Germline mutations of SMARCB1 have been documented for patients with one or more primary tumors of the brain and/or kidney, consistent with a genetic predisposition to the development of rhabdoid tumors.[8,9] Approximately 35% of patients with rhabdoid tumors have germline SMARCB1 alterations. In most cases, the mutations are de novo and not inherited from a parent. The median age of children with rhabdoid tumors and a germline mutation or deletion is younger (5 months) than that of children with apparently sporadic disease (18 months). Germline mosaicism has been suggested for several families with multiple affected siblings. It appears that those patients with germline mutations may have the worst prognosis.
Rhabdoid Predisposition Syndrome
Early-onset, multifocal disease and familial cases strongly support the possibility of a rhabdoid predisposition syndrome. This has been confirmed by the presence of germline mutations of SMARCB1 in rare familial cases and in a subset of patients with apparently sporadic rhabdoid tumors. These cases have been labeled as rhabdoid tumor predisposition syndrome, type 1. Thirty-five patients (N = 100) with rhabdoid tumors of the brain, kidney, or soft tissues were found to have a germline SMARCB1 abnormality. These abnormalities included point and frameshift mutations, intragenic deletions and duplications, and larger deletions. Nine cases demonstrated parent-to-child transmission of a mutated copy of SMARCB1. In eight of the nine cases, one or more family members were also diagnosed with rhabdoid tumor or schwannoma; and two of the eight families presented with multiple affected children, consistent with gonadal mosaicism.
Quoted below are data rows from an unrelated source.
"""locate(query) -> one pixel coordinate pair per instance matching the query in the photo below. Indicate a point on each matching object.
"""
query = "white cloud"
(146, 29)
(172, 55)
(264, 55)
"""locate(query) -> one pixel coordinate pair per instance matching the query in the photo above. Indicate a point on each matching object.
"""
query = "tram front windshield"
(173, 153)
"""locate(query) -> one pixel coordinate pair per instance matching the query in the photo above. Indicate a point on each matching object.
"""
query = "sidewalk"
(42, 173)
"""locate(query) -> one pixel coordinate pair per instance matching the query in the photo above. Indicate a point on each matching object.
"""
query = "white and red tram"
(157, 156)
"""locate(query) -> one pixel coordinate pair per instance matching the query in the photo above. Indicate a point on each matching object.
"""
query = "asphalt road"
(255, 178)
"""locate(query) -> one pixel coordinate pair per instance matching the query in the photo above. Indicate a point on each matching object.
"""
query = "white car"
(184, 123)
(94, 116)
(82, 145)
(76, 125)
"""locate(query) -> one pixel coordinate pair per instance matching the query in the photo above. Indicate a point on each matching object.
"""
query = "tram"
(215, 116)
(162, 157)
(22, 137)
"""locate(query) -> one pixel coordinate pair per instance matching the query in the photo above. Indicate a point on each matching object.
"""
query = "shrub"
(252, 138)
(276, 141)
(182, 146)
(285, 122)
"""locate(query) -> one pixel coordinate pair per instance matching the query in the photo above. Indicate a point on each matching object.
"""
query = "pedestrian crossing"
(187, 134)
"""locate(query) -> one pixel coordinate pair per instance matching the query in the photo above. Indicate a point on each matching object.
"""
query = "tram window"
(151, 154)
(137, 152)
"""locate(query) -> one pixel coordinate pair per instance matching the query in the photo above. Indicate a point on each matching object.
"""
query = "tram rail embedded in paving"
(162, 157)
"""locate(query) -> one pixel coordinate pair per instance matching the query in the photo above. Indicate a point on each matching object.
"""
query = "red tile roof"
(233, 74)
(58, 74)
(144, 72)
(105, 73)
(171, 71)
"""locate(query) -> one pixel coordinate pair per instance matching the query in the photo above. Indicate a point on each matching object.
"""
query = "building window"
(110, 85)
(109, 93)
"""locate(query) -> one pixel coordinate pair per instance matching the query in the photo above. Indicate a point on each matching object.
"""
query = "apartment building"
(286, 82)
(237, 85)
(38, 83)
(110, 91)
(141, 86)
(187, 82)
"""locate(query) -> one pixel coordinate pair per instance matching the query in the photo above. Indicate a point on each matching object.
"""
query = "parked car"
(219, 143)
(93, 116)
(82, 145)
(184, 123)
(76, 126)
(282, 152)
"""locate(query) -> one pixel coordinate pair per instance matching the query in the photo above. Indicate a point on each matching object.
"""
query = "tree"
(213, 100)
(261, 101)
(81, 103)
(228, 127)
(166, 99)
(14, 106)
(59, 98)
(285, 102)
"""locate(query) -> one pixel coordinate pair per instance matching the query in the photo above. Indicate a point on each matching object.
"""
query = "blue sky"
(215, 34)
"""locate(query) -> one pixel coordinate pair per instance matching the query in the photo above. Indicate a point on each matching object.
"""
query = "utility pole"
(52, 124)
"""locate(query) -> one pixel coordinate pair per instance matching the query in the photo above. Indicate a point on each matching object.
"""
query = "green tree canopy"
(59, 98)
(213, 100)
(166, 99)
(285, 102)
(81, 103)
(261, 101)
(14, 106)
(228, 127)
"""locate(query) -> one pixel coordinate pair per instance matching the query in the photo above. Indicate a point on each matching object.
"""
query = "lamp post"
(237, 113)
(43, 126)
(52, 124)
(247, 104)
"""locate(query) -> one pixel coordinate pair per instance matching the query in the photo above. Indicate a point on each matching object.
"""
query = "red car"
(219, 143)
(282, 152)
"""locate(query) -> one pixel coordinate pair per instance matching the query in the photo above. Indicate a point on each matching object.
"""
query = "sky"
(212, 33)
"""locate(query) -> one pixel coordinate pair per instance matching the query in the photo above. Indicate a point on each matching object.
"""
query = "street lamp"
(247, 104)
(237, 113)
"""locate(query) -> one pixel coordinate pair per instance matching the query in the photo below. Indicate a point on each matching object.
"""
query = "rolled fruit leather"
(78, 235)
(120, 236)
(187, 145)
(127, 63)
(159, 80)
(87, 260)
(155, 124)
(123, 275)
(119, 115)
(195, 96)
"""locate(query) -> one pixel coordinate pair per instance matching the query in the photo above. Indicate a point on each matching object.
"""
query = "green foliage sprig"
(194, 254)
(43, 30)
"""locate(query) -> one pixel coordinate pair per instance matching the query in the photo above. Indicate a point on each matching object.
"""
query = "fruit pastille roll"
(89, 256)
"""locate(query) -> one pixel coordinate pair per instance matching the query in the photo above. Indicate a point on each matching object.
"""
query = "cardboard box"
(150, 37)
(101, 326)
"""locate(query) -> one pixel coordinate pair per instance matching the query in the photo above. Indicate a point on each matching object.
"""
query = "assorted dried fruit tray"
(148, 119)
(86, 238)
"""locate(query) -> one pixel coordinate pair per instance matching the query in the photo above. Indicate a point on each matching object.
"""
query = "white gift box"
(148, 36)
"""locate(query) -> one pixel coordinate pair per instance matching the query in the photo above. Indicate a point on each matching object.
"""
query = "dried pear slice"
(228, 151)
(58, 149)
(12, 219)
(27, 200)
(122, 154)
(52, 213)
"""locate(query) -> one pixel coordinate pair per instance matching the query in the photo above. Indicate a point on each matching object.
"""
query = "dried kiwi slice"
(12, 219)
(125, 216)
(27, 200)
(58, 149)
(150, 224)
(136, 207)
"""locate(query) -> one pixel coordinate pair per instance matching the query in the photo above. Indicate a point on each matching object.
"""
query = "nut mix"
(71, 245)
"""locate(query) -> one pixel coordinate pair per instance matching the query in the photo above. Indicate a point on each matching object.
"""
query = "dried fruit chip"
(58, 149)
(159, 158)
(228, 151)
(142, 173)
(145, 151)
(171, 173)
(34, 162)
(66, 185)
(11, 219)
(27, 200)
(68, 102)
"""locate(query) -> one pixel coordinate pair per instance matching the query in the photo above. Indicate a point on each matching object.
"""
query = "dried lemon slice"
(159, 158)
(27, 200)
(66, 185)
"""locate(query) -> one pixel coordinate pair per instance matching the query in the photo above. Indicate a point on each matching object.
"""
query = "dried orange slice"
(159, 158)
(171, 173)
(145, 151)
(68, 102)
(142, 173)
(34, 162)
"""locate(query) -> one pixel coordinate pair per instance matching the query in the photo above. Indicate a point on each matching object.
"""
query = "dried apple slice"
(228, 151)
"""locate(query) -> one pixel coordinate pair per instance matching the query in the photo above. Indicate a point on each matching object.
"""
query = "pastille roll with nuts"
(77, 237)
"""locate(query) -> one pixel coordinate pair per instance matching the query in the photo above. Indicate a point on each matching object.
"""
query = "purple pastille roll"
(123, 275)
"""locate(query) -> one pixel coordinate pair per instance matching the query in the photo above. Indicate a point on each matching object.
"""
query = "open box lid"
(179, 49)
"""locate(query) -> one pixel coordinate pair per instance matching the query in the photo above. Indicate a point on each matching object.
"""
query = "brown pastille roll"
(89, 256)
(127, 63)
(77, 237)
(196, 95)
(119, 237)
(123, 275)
Two cases of inactivating mutations in the SMARCA4 gene have been found in three children from two unrelated families, establishing the phenotypically similar syndrome now known as rhabdoid tumor predisposition syndrome, type 2.[11,12] In these cases, SMARCA4 behaves as a classical tumor suppressor, with one deleterious mutation inherited in the germline and the other acquired in the tumor. Another report describes an autosomal dominant pattern of inheritance discovered through an exome sequencing project.
Genetic Testing and Surveillance
Germline analysis is suggested for individuals of all ages with rhabdoid tumors. Genetic counseling is also part of the treatment plan, given the low-but-actual risk of familial recurrence. In cases of mutations, parental screening should be considered, although such screening carries a low probability of positivity. Prenatal diagnosis can be performed in situations where a specific SMARCB1 mutation or deletion has been documented in the family.